When you wake up the next morning, you cannot find Snickers. A cup of coffee in your hand, dressed in one of Peter’s t-shirts and his flannel bathrobe, you search every corner of the backyard, calling for Snickers. Peter searches for him, too, and finds that the back gate somehow got unlatched. Snickers’ body is three blocks from your house, flattened in the middle, like a failed pastry. The two of you bury the dog’s small body underneath a tree at the edge of the back fence.
You do not cry. Peter does not cry. The two of you move back to separate bedrooms, separate lives. During the summer, Peter takes on grant work in New Jersey, consulting for the College Board. You spend longer hours at the bakery again. And again, you wander through your house, silent, late at night.
When Peter comes back from New Jersey, you tell him that you are pregnant. Peter smiles a little.
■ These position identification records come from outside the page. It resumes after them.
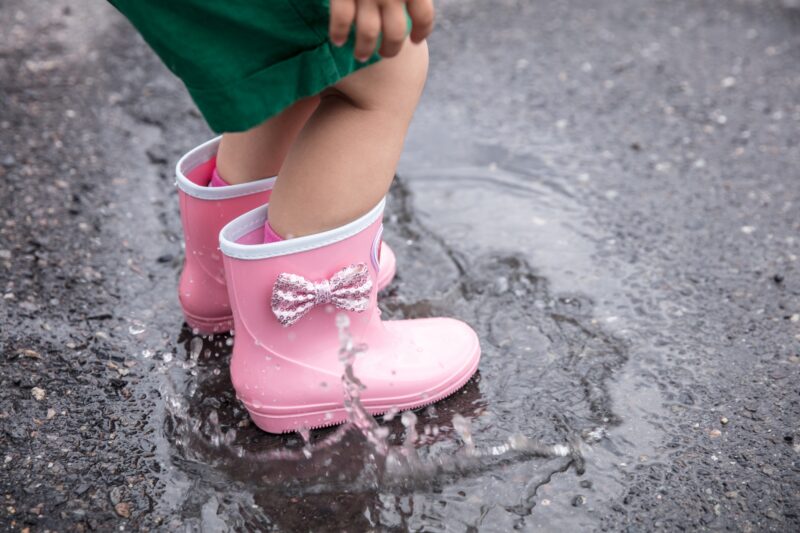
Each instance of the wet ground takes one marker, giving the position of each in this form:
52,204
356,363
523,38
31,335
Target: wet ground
634,279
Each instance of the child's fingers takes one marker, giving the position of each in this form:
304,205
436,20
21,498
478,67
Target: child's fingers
422,15
394,28
368,27
342,14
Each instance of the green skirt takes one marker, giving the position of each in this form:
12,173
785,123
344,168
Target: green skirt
244,61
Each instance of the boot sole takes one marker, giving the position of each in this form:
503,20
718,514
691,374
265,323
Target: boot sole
209,326
288,423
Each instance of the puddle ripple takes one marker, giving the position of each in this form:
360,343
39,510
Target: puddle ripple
498,441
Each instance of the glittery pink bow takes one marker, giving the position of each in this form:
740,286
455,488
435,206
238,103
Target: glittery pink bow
293,296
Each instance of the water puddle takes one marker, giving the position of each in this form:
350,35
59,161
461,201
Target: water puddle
534,412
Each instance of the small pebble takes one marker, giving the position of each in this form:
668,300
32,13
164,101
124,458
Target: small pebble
123,509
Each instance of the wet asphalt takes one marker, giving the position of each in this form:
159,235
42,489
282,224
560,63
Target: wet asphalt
634,278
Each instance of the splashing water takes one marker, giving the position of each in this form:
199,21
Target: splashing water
382,463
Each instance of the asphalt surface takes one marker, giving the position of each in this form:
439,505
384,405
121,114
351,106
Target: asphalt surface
634,277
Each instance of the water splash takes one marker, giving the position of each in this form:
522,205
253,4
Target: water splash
359,454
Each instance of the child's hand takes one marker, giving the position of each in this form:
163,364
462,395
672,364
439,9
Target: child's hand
375,16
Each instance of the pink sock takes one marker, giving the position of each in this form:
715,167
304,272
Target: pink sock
216,180
270,235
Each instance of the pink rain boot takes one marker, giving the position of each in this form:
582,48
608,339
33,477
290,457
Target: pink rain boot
204,211
286,296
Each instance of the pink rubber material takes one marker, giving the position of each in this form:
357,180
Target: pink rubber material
290,377
216,179
201,290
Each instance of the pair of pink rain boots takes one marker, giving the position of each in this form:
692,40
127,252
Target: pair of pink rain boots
282,299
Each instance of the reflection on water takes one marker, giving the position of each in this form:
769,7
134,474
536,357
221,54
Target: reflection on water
537,405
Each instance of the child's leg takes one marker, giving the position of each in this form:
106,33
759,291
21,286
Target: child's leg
260,152
343,161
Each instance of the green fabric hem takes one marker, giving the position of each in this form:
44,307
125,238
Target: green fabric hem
247,103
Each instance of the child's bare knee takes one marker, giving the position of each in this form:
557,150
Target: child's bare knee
396,82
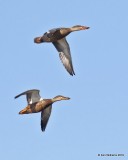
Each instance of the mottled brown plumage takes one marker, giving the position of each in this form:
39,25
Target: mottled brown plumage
37,104
57,37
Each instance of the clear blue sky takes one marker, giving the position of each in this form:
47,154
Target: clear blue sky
95,120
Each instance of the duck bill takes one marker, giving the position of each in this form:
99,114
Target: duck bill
84,27
66,98
37,40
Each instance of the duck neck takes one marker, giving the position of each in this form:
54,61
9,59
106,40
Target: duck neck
55,99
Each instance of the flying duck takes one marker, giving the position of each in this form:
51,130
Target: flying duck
57,37
38,104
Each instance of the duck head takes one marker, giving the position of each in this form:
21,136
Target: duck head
59,98
38,40
79,27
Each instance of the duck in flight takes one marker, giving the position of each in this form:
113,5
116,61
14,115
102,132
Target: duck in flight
57,37
37,104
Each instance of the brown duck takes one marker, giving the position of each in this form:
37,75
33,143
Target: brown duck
57,37
38,104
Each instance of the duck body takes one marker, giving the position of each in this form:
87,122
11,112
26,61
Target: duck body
53,35
36,107
57,37
37,104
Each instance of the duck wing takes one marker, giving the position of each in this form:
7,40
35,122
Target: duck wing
45,114
31,95
63,48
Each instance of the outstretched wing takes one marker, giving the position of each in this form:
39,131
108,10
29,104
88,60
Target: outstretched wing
62,47
45,114
31,95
You have started to show, and he rubs your feet when you come home. A child, at last, after all this time. Marriage plus time equals a baby, you decide. You and Peter discuss baby names and future schools. You cut back on bakery hours, and Peter leaves much of his work to his graduate assistants. You drink unsweetened teas and take Lamaze classes with Peter. Time plus education will equal a healthy baby.
When the doctors discover the child, a girl, is in a breech position, with the umbilical cord around her neck, they decide to perform a C-section, and Peter holds your hand, wiping sweat from your forehead. And when the child has jaundice and is taken away, to be placed underneath UV lights, you try not to worry. You and Peter will raise this child, this small wild thing, in the Iowa snow. You will teach it to bake, and Peter will teach it numbers, and it will learn any matter of recipes, formulas, and combinations which it will master in order to live, to survive, to breathe and walk.---
Charlotte Dunn lives and writes in South Carolina.